Local colleges are also taking steps to encourage shots, with the Chinese University of Hong Kong requiring students staying in dormitories to get vaccinated, or else pay for their own Covid tests every two weeks.
As many places around the world scramble for more vaccines, Hong Kong’s government is in the unique position of having hundreds of thousands of unused doses of the mRNA vaccine developed by BioNTech SE and Pfizer Inc. set to expire. If the vaccination rate doesn’t climb, the city risks being left behind as some other global hubs resume meetings and travel.
The government has tried to make vaccines more convenient, even allowing businesses to schedule on-site vaccination sessions. In mid-May, Deloitte announced 170 staff were inoculated at one such session.
Just 13.4% of Hong Kong residents have been fully inoculated despite being one of the few places in the world where Covid shots are available to all adults, according to Bloomberg’s Vaccine Tracker. That’s well below other finance centers including Singapore, at 28.3%, and London, at 28.6%.
Leader Lam, who has long brushed off suggestions to offer residents cash or similar incentives, argued last week that her government had already done its job by buying enough vaccines and making them freely available.
“We hope that economic incentives can be provided by institutions or employers,” she said. “For the government, we will focus on the policy side.”
‘Can’t Survive’
But some business-owners and experts argue that the government’s reluctance to take concrete measures — such as relaxing mask mandates or traveler quarantine requirements of 14 to 21 days — dilute private efforts, and in some cases contradict them.
David Webb, a prominent Hong Kong investor and corporate governance activist, mocked the airport’s offer of free flights for vaccinated people on Twitter last week, noting that anyone who won a ticket would still need to shell out for quarantine. Hong Kong requires all inbound travelers to quarantine in hotels, even if they have homes in the city.
“Get vaccinated, win a chance to pay for 2 or 3 weeks hotel quarantine when you return?” Webb wrote. “Hardly a compelling offer from this state-owned enterprise.”
These moves to restore freedoms for vaccinated people are increasingly being undertaken worldwide. U.S. and South Korea have both lifted outdoor mask mandates for vaccinated people, while the European Union has said it will welcome vaccinated Americans as tourists this summer without quarantine requirements.
The Hong Kong government says it can’t use such incentives because of the low protection rate among the population, and the risk of new variants spreading — though South Korea’s vaccination rate is currently lower than the former British colony’s. On Friday, city officials said they would allow quarantine exemptions for a small number of senior bankers traveling for business.

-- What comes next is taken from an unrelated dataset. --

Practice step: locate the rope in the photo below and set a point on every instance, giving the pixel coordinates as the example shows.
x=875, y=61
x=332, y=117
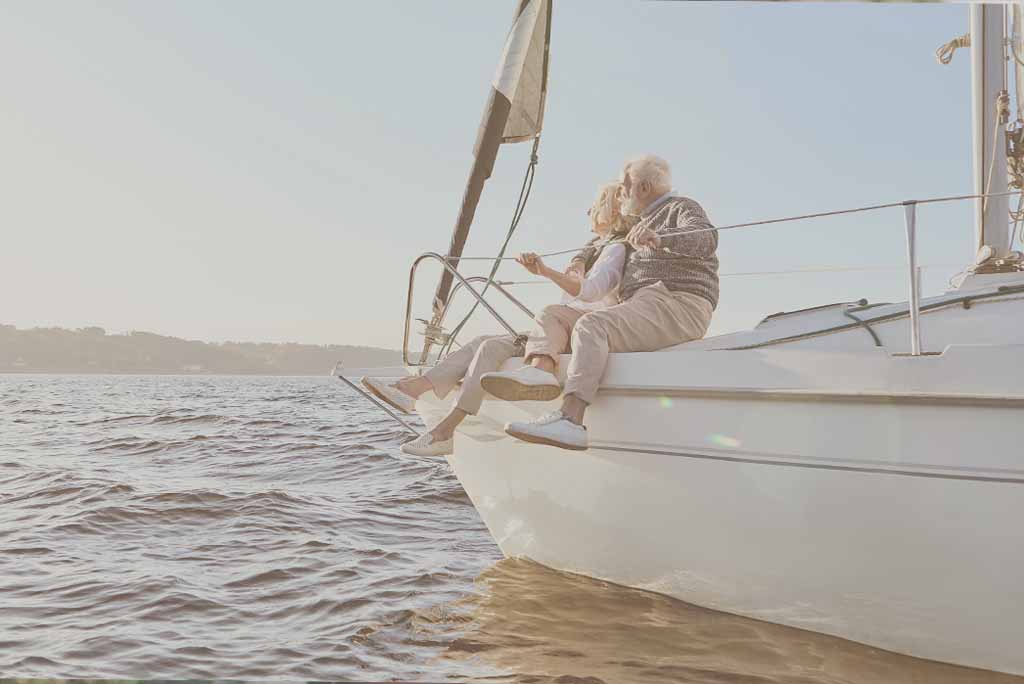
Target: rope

“If we can’t have a vaccination rate of about 70%, I don’t think we can relax substantially on traveling, on masking, on all the social distancing measures. We’ll be left behind,” said Lam Ching Choi, a medical doctor and member of the Executive Council that advises Carrie Lam.
Hong Kong’s complex relationship with mainland China, which wants the city to stamp out local transmission before it’ll re-open the economically vital border, is also driving officials’ conservative stance.
Like a handful of other Covid havens in the Asia-Pacific region that have brought local cases down to zero, the city risks being left behind in its bid to keep out all infections, especially as other economies accept that Covid-19 is endemic, and move on.
That’s frustrated people who say that despite being fully inoculated, they’ve still been subjected to overly harsh restrictions. For others who haven’t yet gotten their shots, the lack of easing has raised questions about why they should bother.
“You can’t survive like this when there’s zero business,” said Chin Chun-wing, Chairman of the Hong Kong Bar and Club Association. “No one will get vaccinated just to have a drink.”